Tuesday, January 17, 2006

Olmert: Israel will not allow Iran to obtain WMD

AFP:

Israel's Acting Prime Minister Ehud Olmert warned Iran that the Jewish state would not allow any regime which threatened its existence to obtain weapons of mass destruction.

"Israel cannot allow in any way or at any stage someone who has such hostile intentions against us to obtain weapons that could threaten our existence," Olmert said amid growing international pressure to bring Tehran before the UN Security Council over its nuclear programme.

Israel has come to view the Islamic republic in Tehran as its number one enemy and its fears were heightened when Iranian President Mahmoud Ahmadinejad in October called for the Jewish state to be "wiped off the map."

Iran is facing the threat of being referred to the UN Security Council for resuming sensitive nuclear fuel research work that Israel and the Western powers fear would give the regime the know-how to build a bomb.
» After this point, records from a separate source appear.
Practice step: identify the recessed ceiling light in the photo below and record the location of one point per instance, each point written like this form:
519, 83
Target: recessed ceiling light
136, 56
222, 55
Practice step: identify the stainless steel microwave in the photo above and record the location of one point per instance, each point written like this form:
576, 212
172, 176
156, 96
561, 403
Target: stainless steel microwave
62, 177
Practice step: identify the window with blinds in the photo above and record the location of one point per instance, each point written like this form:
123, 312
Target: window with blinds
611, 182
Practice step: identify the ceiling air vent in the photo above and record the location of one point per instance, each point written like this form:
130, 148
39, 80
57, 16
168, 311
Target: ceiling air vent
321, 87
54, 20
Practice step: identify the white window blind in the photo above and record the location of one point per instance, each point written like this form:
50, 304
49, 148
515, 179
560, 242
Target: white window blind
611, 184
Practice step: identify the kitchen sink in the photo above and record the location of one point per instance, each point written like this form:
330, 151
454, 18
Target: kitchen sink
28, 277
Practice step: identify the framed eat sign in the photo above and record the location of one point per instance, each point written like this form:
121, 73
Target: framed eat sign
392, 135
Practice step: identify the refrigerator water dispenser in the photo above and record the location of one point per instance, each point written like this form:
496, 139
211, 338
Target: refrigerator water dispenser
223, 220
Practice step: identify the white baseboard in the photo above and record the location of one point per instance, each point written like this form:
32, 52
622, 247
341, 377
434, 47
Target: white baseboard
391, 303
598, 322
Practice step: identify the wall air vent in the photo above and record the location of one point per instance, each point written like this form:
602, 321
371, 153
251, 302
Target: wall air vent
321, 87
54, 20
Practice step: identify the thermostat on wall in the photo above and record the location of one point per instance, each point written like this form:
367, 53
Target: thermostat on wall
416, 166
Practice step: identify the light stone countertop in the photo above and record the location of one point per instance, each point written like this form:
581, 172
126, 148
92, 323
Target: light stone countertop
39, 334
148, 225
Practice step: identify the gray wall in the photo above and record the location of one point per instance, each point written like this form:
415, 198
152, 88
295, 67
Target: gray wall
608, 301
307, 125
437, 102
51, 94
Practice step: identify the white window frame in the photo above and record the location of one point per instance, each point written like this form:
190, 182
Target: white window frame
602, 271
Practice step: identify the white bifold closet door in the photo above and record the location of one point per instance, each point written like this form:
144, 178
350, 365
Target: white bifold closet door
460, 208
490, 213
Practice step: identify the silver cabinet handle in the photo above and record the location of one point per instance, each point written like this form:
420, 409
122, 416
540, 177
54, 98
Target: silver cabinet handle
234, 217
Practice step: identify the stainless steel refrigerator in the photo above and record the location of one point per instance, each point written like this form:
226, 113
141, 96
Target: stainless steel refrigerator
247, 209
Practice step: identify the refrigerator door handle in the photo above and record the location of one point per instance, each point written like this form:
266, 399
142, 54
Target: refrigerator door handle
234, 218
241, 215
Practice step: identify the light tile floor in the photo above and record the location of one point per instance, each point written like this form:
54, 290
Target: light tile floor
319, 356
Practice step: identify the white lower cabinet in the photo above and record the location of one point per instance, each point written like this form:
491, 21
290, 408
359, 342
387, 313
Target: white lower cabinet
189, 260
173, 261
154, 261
Tehran insists such work is legal given it has signed the nuclear Non-Proliferation Treaty and has branded atomic weapons "un-Islamic".

As a high-level Israeli delegation headed to Moscow for talks over Iran's nuclear programme, Olmert said that he believed a diplomatic solution was possible.

"I believe that there is a way to prevent non-conventional weapons coming into the hands of those who pose a danger to the entire world," Olmert said during a meeting with President Moshe Katsav on Tuesday.

"The Iranian issue is at the top of the agenda for the Israeli government as well as the international community.

"It is being dealt within a continuous manner with contacts between the government and those in Europe and the United States."

Israeli officials have played down the idea of a pre-emptive strike against Iran's nuclear facilities but the outgoing head of military intelligence, Aharon Zeevi, said last month that such a move was "not impossible".

In 1981, Israel bombed Iraq's French-built Osirak nuclear reactor.

Israel itself is believed to be the only nuclear power in the Middle East, although it has never admitted to having a non-conventional arsenal.